I often hear people saying things like: I just need to be free, I don't want my partner to limit me in any way or my partner is not really there for me when I need it, I want to be taken care of.
I recognize these last ones when my anxious attachment style comes to the surface. When I fall into stress and panic, my old pattern just wants someone to take care of me, not needing to do everything by myself.
And I could choose to give beautiful, spiritual words to it to make them sound reasonable of course.
But I realize it is just the wound in me that wants to be nurtured as I have never been nurtured as a child when I needed it.
This anxious style I find very painful to experience.
The avoidant style I know as well.
That one is much easier to bypass and still look spiritual and good though.
As wanting Freedom sounds much more spiritual than Needing something or someone. I don't want to be limited in my expression sounds pretty fair in most ears, right?
It looks more adult on the first glance, but if I really feel into the layer underneath, I can feel the pain there as well: I'll never let anyone hurt me again. I don't need you.
For me it is about finding balance. Learning to nurture myself, take care of my old wounds and reaching out when I need help and don't manage to hold that space for myself.
I wonder, Are you aware of these patterns?
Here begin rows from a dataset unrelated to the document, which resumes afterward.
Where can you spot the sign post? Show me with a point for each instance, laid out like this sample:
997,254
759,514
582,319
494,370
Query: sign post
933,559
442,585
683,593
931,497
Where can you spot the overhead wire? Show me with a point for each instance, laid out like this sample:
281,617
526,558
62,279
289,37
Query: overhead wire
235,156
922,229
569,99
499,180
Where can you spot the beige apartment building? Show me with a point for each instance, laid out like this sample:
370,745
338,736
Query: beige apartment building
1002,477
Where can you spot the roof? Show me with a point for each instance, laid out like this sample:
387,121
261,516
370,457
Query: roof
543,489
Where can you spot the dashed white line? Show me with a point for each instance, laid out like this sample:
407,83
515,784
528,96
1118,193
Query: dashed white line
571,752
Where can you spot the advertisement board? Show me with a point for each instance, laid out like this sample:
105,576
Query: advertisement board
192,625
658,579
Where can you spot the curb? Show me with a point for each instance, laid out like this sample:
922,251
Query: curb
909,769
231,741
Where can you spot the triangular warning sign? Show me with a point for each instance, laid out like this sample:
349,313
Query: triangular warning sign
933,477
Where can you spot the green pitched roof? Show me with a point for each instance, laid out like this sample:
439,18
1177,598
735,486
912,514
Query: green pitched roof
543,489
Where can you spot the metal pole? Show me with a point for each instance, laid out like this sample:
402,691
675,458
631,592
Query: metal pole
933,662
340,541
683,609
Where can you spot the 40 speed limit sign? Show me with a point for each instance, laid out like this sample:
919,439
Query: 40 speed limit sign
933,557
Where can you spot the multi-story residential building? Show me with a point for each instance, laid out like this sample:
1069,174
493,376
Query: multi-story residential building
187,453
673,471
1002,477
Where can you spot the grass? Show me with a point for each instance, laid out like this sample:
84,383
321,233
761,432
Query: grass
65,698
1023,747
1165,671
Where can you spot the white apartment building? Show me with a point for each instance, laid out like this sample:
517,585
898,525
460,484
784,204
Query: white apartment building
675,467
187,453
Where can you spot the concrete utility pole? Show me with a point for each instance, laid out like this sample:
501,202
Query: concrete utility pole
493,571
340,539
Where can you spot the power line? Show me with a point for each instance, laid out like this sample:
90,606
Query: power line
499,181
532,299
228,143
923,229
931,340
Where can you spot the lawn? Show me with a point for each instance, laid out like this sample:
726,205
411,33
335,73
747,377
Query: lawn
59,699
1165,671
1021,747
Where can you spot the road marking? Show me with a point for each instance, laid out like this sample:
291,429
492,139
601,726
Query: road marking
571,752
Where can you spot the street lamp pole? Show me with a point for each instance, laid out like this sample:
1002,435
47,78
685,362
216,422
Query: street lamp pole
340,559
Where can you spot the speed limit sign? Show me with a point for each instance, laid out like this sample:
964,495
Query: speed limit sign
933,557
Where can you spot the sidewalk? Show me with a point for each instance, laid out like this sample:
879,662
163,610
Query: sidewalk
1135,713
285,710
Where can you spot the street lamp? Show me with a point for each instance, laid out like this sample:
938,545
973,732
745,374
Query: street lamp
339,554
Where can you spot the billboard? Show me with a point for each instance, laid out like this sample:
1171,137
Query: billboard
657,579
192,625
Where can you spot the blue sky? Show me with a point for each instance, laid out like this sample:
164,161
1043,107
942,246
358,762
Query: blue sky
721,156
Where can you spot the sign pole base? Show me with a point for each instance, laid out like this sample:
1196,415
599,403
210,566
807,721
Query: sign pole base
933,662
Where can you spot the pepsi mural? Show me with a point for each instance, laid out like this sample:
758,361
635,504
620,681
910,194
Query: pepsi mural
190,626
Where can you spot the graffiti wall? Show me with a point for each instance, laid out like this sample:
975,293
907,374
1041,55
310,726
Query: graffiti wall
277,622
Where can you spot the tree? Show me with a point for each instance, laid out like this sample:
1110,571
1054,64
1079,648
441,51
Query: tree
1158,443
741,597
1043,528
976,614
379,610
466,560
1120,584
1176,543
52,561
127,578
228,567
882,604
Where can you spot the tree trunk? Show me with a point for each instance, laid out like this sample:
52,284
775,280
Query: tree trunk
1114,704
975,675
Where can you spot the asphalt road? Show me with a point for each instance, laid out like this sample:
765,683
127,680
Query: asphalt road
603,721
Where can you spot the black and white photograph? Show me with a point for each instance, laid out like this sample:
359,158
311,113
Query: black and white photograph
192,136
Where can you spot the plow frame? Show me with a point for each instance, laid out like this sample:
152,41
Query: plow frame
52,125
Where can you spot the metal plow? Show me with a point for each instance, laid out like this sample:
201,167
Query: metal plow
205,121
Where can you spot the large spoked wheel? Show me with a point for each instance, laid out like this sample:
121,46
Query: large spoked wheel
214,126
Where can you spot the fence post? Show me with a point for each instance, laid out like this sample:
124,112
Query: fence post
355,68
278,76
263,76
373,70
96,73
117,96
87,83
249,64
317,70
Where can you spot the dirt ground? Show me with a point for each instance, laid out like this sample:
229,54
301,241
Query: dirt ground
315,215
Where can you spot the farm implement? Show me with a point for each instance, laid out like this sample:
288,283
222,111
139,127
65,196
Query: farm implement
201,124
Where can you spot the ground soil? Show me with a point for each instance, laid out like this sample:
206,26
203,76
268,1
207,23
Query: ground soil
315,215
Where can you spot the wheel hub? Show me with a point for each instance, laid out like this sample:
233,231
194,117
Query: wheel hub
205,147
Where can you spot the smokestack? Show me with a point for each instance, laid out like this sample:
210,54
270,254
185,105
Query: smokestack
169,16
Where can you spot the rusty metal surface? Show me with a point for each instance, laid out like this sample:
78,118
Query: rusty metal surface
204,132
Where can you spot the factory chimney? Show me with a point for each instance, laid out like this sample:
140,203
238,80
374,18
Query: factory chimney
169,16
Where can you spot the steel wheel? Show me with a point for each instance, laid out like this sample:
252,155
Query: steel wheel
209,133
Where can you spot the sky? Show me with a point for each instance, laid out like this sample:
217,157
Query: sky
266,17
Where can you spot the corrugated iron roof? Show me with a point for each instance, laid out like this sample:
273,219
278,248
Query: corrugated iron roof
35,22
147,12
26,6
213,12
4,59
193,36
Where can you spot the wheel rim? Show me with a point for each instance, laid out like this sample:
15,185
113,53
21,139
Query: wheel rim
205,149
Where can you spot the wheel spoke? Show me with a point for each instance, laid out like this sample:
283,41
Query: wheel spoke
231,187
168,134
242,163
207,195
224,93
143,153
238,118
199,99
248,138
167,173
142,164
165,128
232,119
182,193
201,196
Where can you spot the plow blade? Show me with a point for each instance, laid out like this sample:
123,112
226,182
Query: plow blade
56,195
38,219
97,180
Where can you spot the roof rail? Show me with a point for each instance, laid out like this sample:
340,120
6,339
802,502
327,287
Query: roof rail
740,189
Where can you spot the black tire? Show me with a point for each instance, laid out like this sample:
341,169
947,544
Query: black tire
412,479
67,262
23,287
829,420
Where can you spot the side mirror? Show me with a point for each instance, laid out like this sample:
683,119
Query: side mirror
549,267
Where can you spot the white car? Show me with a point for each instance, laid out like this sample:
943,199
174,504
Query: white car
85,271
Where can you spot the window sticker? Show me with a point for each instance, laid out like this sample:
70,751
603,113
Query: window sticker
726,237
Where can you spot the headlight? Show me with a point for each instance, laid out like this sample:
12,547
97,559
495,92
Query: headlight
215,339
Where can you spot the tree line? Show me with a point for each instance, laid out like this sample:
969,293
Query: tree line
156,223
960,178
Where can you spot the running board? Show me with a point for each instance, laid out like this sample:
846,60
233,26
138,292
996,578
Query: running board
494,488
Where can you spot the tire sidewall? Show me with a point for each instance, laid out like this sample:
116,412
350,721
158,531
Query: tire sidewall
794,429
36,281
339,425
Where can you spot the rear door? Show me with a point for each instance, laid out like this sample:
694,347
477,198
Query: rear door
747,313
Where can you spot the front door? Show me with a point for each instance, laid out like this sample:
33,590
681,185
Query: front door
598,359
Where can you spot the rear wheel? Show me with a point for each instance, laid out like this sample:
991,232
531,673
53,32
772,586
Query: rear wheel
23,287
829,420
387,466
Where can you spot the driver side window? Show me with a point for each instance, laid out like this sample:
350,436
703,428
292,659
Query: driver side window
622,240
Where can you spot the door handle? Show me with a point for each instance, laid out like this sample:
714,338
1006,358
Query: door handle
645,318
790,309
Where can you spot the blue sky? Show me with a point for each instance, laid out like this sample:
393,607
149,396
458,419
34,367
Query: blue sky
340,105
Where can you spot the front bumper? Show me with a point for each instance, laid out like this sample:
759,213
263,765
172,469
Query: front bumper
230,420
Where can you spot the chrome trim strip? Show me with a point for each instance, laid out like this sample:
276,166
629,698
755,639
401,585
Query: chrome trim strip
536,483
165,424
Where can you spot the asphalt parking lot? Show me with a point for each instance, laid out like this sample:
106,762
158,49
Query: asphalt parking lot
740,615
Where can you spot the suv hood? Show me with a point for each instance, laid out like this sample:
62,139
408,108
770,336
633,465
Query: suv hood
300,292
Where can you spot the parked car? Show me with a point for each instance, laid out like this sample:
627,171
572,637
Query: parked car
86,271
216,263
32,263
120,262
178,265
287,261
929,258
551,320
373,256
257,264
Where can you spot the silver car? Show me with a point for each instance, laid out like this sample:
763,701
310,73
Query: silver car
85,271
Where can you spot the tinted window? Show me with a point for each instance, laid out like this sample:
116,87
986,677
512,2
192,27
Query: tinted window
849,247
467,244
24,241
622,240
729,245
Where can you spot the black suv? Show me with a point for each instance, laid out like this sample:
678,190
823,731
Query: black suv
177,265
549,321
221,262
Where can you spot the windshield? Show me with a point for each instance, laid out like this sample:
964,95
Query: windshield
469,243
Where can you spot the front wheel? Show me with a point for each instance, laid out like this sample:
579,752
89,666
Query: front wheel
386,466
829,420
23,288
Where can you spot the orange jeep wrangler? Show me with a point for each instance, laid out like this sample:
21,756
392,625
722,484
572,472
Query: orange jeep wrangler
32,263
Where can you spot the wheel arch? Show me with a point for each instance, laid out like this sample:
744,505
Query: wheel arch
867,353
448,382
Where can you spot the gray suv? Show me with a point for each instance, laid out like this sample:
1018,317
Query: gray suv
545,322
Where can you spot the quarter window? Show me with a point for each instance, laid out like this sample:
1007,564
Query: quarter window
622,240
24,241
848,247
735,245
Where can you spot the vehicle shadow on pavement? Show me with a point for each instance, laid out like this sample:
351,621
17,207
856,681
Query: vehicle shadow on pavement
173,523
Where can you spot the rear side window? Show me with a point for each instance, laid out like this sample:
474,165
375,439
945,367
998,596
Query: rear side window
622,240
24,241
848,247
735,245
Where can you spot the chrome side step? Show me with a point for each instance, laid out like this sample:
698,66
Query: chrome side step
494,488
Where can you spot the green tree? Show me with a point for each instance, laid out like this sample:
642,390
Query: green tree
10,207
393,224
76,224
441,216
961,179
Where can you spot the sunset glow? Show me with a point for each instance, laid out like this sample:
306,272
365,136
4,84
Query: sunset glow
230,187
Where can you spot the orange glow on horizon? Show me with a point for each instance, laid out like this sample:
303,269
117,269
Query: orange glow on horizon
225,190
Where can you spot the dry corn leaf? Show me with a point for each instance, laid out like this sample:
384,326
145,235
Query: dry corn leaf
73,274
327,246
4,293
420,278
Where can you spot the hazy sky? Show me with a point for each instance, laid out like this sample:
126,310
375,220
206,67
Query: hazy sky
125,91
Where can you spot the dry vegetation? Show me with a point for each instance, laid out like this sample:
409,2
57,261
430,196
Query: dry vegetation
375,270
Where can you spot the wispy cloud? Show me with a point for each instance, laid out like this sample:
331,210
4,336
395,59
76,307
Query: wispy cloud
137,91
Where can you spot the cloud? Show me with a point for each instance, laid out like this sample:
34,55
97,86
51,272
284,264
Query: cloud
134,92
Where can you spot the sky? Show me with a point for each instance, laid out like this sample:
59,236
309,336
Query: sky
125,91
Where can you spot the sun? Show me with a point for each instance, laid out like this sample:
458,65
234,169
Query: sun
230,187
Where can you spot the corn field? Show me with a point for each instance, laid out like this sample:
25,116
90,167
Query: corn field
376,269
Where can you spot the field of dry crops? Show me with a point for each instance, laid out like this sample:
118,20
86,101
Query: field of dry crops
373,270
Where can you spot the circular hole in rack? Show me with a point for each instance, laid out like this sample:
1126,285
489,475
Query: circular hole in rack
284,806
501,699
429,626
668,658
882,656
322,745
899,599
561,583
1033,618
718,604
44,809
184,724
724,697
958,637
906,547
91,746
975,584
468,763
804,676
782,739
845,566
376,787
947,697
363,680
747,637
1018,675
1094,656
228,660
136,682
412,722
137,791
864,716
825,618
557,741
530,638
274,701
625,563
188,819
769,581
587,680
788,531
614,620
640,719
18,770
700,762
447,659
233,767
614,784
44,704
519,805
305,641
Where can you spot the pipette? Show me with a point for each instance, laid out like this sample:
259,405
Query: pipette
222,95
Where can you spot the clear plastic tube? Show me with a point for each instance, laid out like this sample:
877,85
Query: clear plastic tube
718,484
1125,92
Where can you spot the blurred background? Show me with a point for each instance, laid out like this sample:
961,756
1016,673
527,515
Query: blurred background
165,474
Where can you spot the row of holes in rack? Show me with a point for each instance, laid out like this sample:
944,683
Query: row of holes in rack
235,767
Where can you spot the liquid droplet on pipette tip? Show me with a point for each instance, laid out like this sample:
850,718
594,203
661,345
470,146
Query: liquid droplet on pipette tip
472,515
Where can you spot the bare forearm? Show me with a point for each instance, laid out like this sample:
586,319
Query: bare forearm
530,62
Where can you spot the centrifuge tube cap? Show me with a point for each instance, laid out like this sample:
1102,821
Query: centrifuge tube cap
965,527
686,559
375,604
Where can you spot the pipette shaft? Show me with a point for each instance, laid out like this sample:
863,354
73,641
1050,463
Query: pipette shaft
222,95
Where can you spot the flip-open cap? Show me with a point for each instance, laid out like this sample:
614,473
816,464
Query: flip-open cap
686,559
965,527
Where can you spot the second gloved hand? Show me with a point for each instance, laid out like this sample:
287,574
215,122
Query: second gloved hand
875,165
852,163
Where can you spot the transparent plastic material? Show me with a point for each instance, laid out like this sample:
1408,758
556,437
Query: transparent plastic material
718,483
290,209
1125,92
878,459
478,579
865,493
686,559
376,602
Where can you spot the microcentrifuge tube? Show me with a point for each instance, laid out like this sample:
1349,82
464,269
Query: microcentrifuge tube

How do you handle them in daily life?
I heard River reading this letter out loud one time and it really touched me. As this is what I recognize from past experiences when my anxious attachment met an avoidant attachment and also the other way around.
Thank you River!
From the article:
"Open Letter from the Avoidant to the Anxiously Attached:
I see your panic.
I hear it in your breathing, your sighs, your many signs and gestures—the ones meant to elicit attention from me.
I resent you in this mood because it means I lose a partner and gain a child. I become the parent. I become your “fix.” In your panic, my existence is no longer mine. I’m no longer free, whole, separate from you. With nobody in you to meet me, I am trapped and alone.
Your dependence becomes a weight for me to carry. It’s like a child in you with nowhere to go. Sometimes it feels like an insatiable bully, entitled, demanding I care for it. But it has no sense of time, and I could meet it for hours, resenting you each minute. And nothing changes.
I want to be loved, not needed.
Part of me also yearns to be taken care of."